This article was originally published on DanNeiditch.org
Eradicating homelessness in a community won’t protect some of its members from needing to spend a night on the streets. This seems counterintuitive; after all, doesn’t eliminating homeless hinge on ending the need for homelessness? In a perfect world, maybe — but we don’t live in a utopia, and we’re not likely to stumble into one anytime soon. The key to effectively combating homelessness lies in taking a ready and responsive approach; in some communities, a coordinated system for mitigating homelessness has already achieved net-zero success.
In December of 2015, Rockford, Illinois became the first town in the U.S. to achieve a “functional zero” state for veteran homelessness by implementing an efficient community system that could swiftly identify and connect homeless veterans with long-term housing. As the VA puts it in a 2015 report on the subject, a system that seeks functional zero aims to: “[ensure that] homelessness is rare, brief and non-recurring and no Veteran is forced to live on the street.” Importantly, this system assumes that home insecurity will always exist and accounts for it. The goal isn’t to establish an absolute zero for the homeless, but enable a net zeroeffect to mitigate the impact of homelessness. VA-sponsored programs worked in tandem with other community housing providers to tailor their outreach programs and expedite rehousing efforts for veterans. Rockford was the first trailblazer of many; now, Arlington (VA), New Haven (CT), and countless other urban communities have joined the first city as functional-zero outposts.
Success didn’t come arbitrarily. The three cities mentioned above have more in common than their functional zero status: all were a part of the Built for Zero campaign against chronic and veteran homelessness. The project was launched in 2015 by the New York City nonprofit Community Solutions as a coordinated effort to eradicate homelessness in 71 participating cities. The national effort functioned primarily as a support to local efforts: it helped organizers on the ground track their progress, develop real-time data, strategize for the best use of existing regional resources, and apply tried-and-true strategies from other participating cities. Overall, the program’s approach distilled into two defining tenets: humanization and coordination.

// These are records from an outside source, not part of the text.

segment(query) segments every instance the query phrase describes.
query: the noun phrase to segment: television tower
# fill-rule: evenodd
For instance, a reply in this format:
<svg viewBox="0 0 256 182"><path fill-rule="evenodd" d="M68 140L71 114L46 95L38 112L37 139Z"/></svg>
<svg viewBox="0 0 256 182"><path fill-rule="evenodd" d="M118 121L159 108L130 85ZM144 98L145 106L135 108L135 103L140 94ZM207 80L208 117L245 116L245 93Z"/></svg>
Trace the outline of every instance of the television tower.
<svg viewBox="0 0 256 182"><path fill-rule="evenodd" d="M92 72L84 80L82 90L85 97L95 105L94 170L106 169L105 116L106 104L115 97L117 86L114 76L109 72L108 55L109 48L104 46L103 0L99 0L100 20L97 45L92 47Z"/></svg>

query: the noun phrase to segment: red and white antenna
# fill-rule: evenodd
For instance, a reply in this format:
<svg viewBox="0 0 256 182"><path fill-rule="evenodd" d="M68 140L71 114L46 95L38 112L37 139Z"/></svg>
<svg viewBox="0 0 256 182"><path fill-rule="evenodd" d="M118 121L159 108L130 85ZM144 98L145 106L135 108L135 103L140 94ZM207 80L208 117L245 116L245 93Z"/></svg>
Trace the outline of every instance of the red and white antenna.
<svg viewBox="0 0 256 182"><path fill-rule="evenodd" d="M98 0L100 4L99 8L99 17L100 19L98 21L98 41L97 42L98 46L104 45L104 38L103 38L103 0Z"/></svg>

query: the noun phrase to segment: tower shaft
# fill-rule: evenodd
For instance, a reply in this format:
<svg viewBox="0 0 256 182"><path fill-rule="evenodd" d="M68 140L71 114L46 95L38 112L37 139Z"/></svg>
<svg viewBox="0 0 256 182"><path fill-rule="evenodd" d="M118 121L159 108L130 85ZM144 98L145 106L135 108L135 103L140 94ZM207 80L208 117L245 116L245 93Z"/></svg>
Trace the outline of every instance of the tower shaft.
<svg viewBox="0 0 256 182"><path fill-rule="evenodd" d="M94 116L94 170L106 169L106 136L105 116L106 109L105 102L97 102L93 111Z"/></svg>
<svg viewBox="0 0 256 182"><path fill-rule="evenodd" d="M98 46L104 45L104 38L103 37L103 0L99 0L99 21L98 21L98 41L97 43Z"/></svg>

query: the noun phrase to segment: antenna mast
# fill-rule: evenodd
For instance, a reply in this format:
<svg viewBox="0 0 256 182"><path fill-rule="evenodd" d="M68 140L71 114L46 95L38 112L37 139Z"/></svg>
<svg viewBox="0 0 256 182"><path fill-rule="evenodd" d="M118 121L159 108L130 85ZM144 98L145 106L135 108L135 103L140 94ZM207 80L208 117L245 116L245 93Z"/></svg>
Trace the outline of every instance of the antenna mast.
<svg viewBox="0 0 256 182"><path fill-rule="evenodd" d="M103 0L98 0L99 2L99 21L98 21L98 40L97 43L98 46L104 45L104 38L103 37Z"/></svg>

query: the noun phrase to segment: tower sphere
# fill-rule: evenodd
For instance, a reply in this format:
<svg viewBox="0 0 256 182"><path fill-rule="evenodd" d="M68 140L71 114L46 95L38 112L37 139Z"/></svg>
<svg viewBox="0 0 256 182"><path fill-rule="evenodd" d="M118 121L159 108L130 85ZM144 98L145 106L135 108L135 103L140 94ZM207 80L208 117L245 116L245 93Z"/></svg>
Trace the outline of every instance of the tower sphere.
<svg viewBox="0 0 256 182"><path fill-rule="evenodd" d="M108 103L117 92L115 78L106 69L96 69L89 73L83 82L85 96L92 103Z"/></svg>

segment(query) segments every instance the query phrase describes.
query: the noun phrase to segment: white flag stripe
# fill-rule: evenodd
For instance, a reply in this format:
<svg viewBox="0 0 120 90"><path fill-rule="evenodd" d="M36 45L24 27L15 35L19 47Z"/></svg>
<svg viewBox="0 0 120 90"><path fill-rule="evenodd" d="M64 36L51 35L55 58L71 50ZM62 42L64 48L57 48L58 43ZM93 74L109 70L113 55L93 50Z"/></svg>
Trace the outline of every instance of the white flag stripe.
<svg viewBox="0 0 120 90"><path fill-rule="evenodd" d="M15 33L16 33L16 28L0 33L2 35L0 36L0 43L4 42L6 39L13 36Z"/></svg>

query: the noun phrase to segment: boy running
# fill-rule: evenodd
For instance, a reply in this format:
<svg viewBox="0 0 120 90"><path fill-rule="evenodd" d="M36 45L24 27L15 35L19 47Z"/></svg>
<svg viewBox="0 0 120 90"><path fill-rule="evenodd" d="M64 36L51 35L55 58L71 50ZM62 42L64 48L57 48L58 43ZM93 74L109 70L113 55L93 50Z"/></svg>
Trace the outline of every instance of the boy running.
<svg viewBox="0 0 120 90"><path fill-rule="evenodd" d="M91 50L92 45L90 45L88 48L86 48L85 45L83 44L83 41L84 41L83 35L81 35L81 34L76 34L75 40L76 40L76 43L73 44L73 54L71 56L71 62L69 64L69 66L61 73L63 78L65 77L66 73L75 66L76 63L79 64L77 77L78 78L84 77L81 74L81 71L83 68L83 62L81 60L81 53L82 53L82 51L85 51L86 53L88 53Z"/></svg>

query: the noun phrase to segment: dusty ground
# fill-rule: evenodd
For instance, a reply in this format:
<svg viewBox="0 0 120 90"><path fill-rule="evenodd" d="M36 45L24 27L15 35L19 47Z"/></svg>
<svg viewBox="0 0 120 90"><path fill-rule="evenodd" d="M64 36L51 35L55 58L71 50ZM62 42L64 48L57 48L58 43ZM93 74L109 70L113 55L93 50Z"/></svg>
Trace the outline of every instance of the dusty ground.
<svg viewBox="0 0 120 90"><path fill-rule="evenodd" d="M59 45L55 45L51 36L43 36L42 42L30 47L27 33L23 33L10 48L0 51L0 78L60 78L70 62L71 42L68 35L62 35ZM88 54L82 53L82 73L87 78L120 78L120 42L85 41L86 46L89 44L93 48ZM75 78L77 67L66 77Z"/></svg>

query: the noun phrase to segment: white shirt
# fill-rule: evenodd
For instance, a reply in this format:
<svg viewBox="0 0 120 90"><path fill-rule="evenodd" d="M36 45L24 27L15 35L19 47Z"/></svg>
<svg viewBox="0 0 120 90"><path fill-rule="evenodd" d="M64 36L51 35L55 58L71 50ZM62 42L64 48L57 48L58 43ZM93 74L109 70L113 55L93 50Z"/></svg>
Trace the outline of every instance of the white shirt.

Homelessness is often a faceless issue for those who haven’t worked against or experienced it firsthand. Sympathetic donors offer their money and time to the idea of aiding “the homeless,” rather than helping individuals find permanent housing. The Built for Zero project took the latter approach and achieved better results. Local organizers conducted intense outreach efforts, speaking with those living on the streets to learn more about their individual situations and what they needed to stay housed. In the process, they developed a By-Name List: a real-time database of unhoused individuals that took into account factors such as age, veteran status, chronic homelessness, whether a person is living on the streets independently or with a family, and more.
Every piece of information gathered helps Built for Zero organizers develop a strategy for finding individuals long-term housing, and the nature of their approach returns a personal element to a struggle that has long oriented towards an ambiguous group rather than distinct individuals. As one organizer explains, “We go name by name […] They stop being ‘the homeless’ and become people we all know. And we become very vested in making sure John Smith is housed and safe and has the services he needs to stay housed.” Staying housed is no small feat. It’s all well and good if organizers manage to coordinate with local organizations and utilize available resources to get an individual into stable housing for a few days, a week — but can their case justifiably be considered a success if they end up back on the street in a month? Persisting homelessness after intervention indicates a problem in the system that organizers need to note and fix if they hope to avoid similar issues in the future. To achieve this, they need to maintain that personal connection — to check in and take the time to tinker with the system if they find flaws.
If the Built for Zero project proves anything, it would be that empathy and collaboration win out over sheer resources when it comes to social change. While additional funds will always be helpful, communities likely already have the structures and tools they need to achieve a functional zero state — they just haven’t pieced them together yet. The endpoint for homelessness comes at the intersection of empathy and coordination; we just need to implement a plan for getting there.